Integrated Watershed Management

 

In Canada, 10 themes are being considered for integrated water management. These are – sustainability, stewardship, ecosystem approach, enhancing effectiveness and efficiency, information and understanding, partnerships and stakeholders, impact assessment, adaptive management, anticipation and prevention, and alternative dispute resolution. Several provinces including Quebec and Ontario are undertaking integrated watershed management projects. Agricultural producers are being encouraged to develop and implement farm conservation plans. Some provinces now require fertilizer management plans. The Canadian Constitution gives the provinces the responsibility of managing the majority of all the natural resources, including water. Although Canada may appear to have a favourable water supply-demand balance, in reality the situation is disguised by wide variations. More than 60% of river flow goes north where only 10% of the Canadian population lives.

 

ICID and Canada

 

Canada became a member of ICID in 1956 and has been ever since pursuing the ICID mission actively through its National Committee and its members. Mr. Aly M. Shady has been the President of ICID for the tenure 1996-1999 and Dr. Chandra A. Madramootoo for the tenure 2008-2011. Five Vice Presidents have also graced ICID as Vice Presidents. These are – Dr. K.W. Hill (1960-63), Dr. T.H. Anstey (1974-77), Mr. C.J. McAndrews (1980-83), Dr. H.M. Hill (1987-90), Mr. Aly M. Shady (1990-93), and Dr.
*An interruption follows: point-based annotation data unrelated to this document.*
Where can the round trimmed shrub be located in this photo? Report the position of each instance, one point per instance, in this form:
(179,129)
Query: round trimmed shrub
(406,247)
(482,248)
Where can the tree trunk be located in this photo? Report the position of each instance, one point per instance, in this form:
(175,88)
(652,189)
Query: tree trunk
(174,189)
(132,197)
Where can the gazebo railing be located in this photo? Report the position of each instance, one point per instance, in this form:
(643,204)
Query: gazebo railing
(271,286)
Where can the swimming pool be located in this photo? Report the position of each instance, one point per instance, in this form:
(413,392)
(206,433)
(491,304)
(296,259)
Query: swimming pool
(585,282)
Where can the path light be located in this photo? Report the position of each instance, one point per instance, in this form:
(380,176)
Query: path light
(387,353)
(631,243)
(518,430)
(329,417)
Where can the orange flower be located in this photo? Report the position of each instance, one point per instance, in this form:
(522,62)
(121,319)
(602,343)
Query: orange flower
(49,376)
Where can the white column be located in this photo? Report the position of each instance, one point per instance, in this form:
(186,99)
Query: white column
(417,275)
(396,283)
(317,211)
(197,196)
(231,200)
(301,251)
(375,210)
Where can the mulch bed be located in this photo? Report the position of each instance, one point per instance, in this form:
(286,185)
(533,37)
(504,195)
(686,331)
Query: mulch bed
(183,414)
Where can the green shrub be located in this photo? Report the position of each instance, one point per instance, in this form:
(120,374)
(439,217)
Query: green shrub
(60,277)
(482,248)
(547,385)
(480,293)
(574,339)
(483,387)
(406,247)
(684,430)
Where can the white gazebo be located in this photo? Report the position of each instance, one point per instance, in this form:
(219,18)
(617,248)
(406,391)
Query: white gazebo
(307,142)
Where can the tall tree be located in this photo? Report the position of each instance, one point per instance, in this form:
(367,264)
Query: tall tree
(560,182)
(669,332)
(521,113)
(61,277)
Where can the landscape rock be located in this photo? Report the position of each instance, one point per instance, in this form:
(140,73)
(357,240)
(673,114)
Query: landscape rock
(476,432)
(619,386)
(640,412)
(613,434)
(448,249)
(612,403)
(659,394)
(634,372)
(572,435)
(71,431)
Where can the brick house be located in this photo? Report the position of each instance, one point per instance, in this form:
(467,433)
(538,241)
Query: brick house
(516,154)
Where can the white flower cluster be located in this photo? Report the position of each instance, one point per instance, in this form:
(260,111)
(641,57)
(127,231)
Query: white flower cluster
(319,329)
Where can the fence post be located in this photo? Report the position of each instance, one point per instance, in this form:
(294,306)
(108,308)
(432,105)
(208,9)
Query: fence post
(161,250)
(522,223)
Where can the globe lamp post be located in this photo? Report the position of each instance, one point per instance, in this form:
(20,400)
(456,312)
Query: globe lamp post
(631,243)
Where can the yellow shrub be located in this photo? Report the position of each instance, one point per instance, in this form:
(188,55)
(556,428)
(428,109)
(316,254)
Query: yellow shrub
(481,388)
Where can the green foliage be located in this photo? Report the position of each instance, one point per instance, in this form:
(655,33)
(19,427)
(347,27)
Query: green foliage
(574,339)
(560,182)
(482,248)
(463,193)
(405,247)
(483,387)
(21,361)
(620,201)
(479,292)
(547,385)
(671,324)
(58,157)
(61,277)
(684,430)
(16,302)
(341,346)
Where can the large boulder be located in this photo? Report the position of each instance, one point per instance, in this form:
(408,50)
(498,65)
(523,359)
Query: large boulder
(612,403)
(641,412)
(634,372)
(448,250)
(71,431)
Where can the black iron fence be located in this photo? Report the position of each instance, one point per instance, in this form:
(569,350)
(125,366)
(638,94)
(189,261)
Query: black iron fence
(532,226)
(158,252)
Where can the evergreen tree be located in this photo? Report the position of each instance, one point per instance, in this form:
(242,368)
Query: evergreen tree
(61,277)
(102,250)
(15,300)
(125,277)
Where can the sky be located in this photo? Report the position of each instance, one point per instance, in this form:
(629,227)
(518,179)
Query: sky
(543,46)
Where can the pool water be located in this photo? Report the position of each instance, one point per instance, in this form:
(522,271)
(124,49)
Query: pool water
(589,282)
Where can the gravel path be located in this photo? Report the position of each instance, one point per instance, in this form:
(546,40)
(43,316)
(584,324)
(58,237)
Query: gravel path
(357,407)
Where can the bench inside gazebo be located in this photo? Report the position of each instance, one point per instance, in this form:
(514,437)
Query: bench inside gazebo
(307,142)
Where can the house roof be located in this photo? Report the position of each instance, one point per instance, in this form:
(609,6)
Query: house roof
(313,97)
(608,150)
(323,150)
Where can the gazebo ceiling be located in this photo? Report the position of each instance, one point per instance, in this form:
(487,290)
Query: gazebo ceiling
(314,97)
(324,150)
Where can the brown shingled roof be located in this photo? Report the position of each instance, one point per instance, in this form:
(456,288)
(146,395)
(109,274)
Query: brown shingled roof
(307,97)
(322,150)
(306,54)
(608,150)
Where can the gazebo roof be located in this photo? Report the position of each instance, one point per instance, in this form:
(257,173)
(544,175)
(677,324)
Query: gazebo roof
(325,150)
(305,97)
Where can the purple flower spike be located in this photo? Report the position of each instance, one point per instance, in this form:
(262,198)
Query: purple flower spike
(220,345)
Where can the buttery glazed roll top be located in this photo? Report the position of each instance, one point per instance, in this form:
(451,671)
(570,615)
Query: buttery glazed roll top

Chandra A. Madramootoo (2000-2003).

 

The Canadian National Committee of ICID (CANCID) has had the distinction of hosting the 27th IEC meeting in Banff in 1976 and 40th IEC meeting in Ottawa in 1989. In conjunction with the 40th IEC meeting, the 2nd Pan-American Regional Conference was also organized in 1989. ICID’s 18th International Congress on Irrigation and Drainage is also being hosted by CANCID at Montreal in the year 2002.